My Java program is being handed JSON of the following form (althought the values will change all the time):
{"order":{"booze":"1","handled":"0","credits":"0.6",
"execute":0,"available":["299258"],"approved":[],
"blizzard":"143030","reviewable":["930932","283982","782821"],
"units":"6","pending":["298233","329449"],"hobbit":"blasphemy"}}
I'm looking for the easiest, efficient, surefire way of cherry-picking specific values out of this JSON string and aggregating them into a List<Long>.
Specifically, I'm looking to extract-and-aggregate all of the "ids", that is, all the numeric values that you see for the available, approved, reviewable and pending fields. Each of these fields is an array of 0+ "ids". So, in the example above, we see the following breakdown of ids:
available: has 1 id (299258)
approved: has 0 ids
reviewable: has 3 ids (930932, 283982, 782821)

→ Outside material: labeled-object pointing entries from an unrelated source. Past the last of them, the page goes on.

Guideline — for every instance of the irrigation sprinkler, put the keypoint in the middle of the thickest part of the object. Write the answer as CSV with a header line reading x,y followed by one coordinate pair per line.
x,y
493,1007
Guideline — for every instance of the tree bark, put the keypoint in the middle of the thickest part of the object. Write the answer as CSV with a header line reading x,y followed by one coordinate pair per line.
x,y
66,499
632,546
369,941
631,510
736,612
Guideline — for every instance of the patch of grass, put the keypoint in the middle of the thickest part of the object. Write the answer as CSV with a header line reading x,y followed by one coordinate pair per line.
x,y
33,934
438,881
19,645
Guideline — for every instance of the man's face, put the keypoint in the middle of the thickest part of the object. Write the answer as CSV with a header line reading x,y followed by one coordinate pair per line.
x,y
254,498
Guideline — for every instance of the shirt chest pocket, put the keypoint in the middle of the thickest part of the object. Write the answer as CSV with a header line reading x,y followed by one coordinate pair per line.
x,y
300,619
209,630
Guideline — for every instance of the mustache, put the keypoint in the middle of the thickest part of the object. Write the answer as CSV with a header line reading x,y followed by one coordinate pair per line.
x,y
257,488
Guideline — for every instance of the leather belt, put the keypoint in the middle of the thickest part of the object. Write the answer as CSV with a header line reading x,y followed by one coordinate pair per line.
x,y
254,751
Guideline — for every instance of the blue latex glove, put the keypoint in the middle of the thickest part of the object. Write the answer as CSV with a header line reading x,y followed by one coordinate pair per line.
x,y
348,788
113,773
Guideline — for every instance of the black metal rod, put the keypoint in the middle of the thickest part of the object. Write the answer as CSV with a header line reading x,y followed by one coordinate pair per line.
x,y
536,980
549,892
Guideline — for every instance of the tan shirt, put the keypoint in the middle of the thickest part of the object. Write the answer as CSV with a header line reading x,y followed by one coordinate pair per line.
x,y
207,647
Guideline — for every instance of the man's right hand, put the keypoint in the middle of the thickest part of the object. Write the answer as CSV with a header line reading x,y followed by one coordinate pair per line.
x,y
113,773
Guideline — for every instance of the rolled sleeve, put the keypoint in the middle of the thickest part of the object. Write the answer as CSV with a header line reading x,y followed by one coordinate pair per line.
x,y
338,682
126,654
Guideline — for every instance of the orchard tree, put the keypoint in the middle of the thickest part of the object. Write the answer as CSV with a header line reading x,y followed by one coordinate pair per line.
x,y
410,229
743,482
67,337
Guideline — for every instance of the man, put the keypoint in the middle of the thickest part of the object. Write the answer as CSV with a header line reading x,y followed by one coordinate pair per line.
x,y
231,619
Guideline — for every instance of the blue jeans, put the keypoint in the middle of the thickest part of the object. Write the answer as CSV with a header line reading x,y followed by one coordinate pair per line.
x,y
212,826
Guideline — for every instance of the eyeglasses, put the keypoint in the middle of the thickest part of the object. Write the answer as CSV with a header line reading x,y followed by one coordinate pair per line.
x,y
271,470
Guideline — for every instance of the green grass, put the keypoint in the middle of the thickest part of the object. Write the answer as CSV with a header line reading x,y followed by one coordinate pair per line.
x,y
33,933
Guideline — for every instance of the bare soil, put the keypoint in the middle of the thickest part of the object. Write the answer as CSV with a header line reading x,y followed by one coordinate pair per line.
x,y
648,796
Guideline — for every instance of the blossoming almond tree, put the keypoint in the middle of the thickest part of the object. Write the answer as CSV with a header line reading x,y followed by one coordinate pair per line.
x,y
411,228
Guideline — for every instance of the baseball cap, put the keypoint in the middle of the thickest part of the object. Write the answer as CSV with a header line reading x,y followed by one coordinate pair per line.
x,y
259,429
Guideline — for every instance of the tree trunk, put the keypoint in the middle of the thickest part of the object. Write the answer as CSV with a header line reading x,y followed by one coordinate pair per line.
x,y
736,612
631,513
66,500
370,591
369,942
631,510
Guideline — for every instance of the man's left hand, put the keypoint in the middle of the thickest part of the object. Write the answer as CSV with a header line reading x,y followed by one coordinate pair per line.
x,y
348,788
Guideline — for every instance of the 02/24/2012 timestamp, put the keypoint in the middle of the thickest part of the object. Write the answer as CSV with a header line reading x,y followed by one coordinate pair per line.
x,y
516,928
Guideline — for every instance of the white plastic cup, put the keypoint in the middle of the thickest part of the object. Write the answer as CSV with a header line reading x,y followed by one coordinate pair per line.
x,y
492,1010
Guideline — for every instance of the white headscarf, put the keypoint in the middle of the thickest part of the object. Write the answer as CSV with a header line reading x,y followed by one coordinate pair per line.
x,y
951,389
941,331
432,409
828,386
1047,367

pending: has 2 ids (298233, 329449)
I need some Java code to run and produce a List<Long> with all 6 of these extracted ids, in no particular order. The ids just need to make it into the list.
This feels like an incredibly complex, convoluded regex, and I'm not even sure where too begin. Any help at all is enormously appreciated. Thanks in advance.
The easiest way IMO is use a json library such as gson, jackson, json.org, etc, parse de JSON into an object and create a new List<Long> with the values of the properties you need.
Pseudocode with gson:
class Order {
long[] available;
long[] approved;
...
}
Order order = gson.fromJson("{ your json goes here }", Order.class);
List<Long> result = new ArrayList<Long>();
result.add(order.getAvailable());
result.add(order.getApproved());
...
Pseudocode with json.org/java:
JSONObject myobject = new JSONObject("{ your json goes here"});
JSONObject order = myobject.getJSONObject("order");
List<Long> result = new ArrayList<Long>();
for (int i=0; i<order.getJSONArray("approved").length(); i++) {
Long value = order.getJSONArray("approved").getLong(i);
result.add(value);
}
...